Faster conclusions using in-memory columnar SQL and machine learning
Hadoops traditional batch technologies are quickly being supplanted by in-memory columnar execution to drive faster data-to-value. Wes McKinney and Jacques Nadeau provide an overview of in-memory columnar execution, survey key related technologies, including Kudu, Ibis, Impala, and Drill, and cover a sample use case using Ibis in conjunction with Apache Drill to deliver real-time conclusions.
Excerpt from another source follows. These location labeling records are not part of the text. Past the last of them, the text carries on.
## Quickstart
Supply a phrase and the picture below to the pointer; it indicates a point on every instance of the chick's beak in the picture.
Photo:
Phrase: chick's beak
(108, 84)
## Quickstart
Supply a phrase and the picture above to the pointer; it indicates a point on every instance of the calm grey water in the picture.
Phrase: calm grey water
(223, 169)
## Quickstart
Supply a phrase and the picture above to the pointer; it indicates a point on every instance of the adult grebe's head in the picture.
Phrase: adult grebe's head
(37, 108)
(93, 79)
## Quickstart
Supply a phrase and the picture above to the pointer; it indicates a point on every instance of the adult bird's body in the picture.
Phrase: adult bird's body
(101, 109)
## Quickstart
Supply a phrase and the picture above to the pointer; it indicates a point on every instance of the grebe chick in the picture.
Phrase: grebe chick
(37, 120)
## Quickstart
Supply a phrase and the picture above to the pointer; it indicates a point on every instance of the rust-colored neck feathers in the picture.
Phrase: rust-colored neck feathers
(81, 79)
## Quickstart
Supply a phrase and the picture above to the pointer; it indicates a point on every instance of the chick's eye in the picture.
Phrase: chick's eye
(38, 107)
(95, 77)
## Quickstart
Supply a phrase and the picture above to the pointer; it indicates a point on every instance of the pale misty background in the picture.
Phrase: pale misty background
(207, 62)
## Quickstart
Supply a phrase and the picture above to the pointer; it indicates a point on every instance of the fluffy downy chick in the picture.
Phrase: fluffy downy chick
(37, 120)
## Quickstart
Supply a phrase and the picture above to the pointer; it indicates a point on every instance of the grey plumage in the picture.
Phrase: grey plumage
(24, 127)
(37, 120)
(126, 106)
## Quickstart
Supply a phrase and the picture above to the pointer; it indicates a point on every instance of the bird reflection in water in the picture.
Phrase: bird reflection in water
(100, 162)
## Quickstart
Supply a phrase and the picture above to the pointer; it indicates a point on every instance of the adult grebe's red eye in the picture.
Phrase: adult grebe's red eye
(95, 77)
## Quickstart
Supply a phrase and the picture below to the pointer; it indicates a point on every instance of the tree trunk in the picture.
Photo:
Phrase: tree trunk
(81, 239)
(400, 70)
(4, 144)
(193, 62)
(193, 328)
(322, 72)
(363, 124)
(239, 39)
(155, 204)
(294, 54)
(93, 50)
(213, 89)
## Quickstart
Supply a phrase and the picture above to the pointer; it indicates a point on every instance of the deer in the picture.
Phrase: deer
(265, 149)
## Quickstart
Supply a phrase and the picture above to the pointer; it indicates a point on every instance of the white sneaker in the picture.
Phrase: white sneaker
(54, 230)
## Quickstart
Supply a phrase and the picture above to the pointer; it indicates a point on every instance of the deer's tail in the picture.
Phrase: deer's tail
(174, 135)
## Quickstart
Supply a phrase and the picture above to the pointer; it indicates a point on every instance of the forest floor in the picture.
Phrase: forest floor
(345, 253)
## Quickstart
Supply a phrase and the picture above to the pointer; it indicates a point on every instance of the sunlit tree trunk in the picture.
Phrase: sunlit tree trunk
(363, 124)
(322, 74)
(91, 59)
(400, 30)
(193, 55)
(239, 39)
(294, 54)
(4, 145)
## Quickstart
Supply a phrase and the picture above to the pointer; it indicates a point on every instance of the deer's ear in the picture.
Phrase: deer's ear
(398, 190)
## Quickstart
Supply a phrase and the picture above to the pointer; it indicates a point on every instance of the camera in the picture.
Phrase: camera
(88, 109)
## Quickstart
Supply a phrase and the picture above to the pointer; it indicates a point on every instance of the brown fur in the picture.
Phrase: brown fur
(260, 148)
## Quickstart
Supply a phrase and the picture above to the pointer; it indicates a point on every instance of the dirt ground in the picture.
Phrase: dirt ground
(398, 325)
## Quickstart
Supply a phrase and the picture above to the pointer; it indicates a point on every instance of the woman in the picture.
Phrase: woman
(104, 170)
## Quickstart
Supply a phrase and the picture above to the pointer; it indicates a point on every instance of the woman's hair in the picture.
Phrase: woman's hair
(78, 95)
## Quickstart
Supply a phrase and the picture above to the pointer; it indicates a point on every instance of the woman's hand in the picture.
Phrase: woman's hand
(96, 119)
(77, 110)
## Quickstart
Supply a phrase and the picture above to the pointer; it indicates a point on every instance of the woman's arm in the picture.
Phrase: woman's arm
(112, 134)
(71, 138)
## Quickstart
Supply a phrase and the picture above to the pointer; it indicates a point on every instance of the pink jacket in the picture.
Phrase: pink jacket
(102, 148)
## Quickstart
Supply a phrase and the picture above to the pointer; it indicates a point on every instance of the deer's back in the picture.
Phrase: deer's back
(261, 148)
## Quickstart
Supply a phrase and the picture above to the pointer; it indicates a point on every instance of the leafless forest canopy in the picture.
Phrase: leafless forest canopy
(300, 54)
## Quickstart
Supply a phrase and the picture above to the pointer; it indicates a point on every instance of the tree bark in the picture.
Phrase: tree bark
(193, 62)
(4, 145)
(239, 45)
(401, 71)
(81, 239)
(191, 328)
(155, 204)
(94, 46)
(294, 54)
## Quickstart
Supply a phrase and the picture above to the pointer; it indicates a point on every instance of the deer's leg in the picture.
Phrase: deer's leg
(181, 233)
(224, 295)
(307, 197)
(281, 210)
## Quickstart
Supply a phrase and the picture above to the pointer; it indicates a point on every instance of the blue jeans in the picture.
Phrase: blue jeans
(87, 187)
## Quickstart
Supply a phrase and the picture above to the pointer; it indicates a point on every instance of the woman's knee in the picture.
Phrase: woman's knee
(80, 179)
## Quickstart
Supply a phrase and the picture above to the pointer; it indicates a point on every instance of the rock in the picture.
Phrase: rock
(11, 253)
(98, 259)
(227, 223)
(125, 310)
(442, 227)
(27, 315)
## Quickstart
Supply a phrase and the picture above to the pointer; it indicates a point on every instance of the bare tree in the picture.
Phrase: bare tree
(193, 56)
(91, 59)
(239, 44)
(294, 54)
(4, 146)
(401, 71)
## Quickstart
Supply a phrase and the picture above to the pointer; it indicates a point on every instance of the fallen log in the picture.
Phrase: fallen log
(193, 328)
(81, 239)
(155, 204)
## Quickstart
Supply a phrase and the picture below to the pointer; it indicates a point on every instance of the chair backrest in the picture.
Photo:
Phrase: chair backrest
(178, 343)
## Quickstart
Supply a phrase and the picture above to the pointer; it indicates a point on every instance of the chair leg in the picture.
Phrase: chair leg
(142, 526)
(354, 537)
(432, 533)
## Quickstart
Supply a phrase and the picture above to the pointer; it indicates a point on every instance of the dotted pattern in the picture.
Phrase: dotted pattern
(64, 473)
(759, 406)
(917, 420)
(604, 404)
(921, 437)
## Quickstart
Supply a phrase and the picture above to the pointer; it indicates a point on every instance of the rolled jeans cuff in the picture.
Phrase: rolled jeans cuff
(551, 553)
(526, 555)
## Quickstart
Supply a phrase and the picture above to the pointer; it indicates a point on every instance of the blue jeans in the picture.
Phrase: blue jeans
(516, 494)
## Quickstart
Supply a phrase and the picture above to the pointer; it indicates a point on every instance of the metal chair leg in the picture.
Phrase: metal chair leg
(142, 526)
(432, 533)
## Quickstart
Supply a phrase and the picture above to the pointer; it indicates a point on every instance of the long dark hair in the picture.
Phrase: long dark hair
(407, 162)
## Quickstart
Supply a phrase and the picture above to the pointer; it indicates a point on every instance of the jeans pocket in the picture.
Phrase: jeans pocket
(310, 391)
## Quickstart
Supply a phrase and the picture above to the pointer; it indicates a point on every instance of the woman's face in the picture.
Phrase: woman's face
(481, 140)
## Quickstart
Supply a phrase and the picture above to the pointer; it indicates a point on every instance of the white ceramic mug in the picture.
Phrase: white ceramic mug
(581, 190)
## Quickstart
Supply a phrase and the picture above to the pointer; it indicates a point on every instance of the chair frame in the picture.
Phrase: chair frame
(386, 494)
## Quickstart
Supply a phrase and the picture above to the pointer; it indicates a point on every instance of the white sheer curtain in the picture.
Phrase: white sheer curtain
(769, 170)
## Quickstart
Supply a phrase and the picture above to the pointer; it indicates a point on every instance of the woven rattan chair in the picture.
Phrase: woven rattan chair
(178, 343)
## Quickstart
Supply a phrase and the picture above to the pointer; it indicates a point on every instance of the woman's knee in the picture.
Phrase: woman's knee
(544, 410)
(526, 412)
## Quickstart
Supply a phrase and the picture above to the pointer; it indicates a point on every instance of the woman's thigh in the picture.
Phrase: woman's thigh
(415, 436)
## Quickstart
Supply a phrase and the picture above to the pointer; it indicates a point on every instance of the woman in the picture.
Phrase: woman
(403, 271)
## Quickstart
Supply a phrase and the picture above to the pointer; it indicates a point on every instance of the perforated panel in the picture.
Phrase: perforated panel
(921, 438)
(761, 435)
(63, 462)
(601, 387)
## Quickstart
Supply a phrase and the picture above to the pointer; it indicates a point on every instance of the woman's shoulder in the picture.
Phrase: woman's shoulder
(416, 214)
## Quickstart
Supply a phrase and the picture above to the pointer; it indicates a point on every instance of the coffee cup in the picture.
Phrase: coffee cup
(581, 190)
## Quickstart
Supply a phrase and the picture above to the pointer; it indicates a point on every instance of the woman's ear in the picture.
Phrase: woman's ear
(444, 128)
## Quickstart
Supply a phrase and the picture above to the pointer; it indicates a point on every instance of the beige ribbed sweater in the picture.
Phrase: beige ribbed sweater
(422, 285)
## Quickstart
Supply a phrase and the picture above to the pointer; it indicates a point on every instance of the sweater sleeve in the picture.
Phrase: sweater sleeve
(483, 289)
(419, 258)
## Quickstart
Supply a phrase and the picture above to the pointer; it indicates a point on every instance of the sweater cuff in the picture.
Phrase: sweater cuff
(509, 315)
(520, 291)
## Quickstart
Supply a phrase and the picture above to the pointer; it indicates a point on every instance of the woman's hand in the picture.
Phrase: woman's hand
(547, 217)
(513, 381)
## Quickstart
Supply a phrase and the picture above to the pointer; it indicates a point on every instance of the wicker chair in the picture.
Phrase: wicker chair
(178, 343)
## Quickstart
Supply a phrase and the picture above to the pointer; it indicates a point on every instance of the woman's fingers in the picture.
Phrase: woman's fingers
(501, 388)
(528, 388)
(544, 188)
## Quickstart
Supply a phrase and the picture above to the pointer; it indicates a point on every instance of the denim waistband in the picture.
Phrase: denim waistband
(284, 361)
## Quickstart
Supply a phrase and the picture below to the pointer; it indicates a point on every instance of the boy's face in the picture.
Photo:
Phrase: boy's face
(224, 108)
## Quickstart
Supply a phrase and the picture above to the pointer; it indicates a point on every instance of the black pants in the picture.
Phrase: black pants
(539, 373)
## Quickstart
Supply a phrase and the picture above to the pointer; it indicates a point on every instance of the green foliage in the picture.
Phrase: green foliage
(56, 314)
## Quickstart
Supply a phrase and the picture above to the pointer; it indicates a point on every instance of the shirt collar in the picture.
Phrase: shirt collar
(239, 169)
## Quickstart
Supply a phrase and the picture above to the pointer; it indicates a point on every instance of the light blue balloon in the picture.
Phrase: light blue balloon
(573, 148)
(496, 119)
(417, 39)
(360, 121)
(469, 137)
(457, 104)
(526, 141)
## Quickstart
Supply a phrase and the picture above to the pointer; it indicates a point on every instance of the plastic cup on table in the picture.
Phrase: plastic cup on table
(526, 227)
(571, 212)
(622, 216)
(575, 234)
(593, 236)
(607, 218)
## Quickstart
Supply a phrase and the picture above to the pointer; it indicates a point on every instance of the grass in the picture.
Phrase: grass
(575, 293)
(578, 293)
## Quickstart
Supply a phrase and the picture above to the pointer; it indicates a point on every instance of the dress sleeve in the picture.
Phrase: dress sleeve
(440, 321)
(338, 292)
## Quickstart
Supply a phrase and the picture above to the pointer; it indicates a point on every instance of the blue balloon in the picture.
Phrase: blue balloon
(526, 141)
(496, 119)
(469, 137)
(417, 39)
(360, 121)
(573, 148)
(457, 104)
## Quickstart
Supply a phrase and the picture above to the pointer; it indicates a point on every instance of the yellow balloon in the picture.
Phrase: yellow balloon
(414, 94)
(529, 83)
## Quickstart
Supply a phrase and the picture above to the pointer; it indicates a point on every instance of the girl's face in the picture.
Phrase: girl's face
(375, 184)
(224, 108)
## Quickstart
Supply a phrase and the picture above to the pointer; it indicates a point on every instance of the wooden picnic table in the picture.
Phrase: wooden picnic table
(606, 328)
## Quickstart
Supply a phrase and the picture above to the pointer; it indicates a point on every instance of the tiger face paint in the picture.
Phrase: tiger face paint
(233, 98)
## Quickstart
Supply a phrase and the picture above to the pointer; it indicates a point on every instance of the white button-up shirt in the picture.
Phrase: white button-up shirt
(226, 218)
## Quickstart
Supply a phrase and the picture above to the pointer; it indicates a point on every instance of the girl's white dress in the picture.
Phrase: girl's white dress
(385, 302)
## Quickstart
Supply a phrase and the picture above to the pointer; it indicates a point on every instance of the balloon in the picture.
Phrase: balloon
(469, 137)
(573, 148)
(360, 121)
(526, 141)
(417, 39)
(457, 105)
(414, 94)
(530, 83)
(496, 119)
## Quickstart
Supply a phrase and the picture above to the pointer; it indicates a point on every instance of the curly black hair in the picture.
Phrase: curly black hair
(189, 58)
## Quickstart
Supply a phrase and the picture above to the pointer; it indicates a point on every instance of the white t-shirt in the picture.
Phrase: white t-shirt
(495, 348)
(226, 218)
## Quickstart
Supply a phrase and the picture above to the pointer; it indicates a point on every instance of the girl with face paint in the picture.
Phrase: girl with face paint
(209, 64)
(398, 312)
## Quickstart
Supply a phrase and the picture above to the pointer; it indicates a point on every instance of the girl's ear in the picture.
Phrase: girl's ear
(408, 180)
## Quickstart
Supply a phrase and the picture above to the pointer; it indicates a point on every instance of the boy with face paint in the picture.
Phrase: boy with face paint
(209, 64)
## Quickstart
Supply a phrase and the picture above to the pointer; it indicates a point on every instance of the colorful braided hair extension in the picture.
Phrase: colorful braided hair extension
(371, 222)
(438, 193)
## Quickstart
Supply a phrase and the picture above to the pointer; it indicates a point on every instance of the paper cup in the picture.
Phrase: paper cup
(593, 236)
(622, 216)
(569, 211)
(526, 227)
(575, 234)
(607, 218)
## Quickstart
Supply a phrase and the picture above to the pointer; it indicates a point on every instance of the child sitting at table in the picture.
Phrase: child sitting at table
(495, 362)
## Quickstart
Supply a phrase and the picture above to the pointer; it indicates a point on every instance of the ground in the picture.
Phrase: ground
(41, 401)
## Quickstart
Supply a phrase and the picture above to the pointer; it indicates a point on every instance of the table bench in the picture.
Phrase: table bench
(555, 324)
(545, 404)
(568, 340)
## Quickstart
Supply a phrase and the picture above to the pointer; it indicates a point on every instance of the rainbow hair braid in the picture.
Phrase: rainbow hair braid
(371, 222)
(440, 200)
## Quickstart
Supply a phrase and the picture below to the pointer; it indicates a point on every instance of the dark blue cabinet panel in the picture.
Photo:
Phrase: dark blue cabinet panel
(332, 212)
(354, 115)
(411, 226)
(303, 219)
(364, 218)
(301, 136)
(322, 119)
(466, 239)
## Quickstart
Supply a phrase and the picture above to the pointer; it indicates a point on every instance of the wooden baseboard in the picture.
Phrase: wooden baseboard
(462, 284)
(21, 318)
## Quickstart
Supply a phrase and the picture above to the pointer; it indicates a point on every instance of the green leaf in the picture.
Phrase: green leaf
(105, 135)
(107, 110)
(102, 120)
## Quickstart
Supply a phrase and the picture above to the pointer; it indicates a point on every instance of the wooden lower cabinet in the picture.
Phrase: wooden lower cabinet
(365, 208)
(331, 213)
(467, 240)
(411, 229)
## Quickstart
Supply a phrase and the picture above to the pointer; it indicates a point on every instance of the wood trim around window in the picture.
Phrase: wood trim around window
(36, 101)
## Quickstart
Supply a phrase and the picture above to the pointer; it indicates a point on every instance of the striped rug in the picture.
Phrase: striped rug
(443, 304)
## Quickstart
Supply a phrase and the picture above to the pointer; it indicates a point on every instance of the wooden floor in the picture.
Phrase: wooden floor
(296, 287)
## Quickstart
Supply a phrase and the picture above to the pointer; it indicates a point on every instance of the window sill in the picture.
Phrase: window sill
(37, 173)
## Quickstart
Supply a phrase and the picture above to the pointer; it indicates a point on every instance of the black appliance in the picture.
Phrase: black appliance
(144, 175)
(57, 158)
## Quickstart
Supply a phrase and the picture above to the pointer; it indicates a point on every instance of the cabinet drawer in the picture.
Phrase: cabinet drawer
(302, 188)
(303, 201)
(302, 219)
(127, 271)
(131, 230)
|Talk Title||Faster conclusions using in-memory columnar SQL and machine learning|
|Speakers||Wes McKinney (Two Sigma Investments), Jacques Nadeau (Dremio)|
|Conference||Strata + Hadoop World|
|Conf Tag||Big Data Expo|
|Location||San Jose, California|
|Date||March 29-31, 2016|
Data ages quickly. The longer it takes for you to reach a conclusion, the less value that conclusion can provide. In-memory columnar execution provides a way to get to Hadoop data scale with real-time response. In-memory columnar execution is a powerful paradigm for analyzing large amounts of data very quickly. It provides the ability for multiple applications to share a common data representation and perform operations using SIMD and vectorization. A number of key big data technologies, including Kudu, Ibis, Drill, and Impala, have or will soon have in-memory columnar capabilities. Wes McKinney and Jacques Nadeau give a quick overview of how each of these tools benefits from in-memory columnar execution and then get practical, going into detail about the capabilities of Ibis and how in-memory execution can speed up performance of key operations. Wes and Jacques explore Apache Drill as the backdrop for executing high speed in-memory transformations and machine learning algorithms and demonstrate how a powerful columnar UDF interface can allow organizations to take advantage of the performance of in-memory columnar execution within their custom requirements.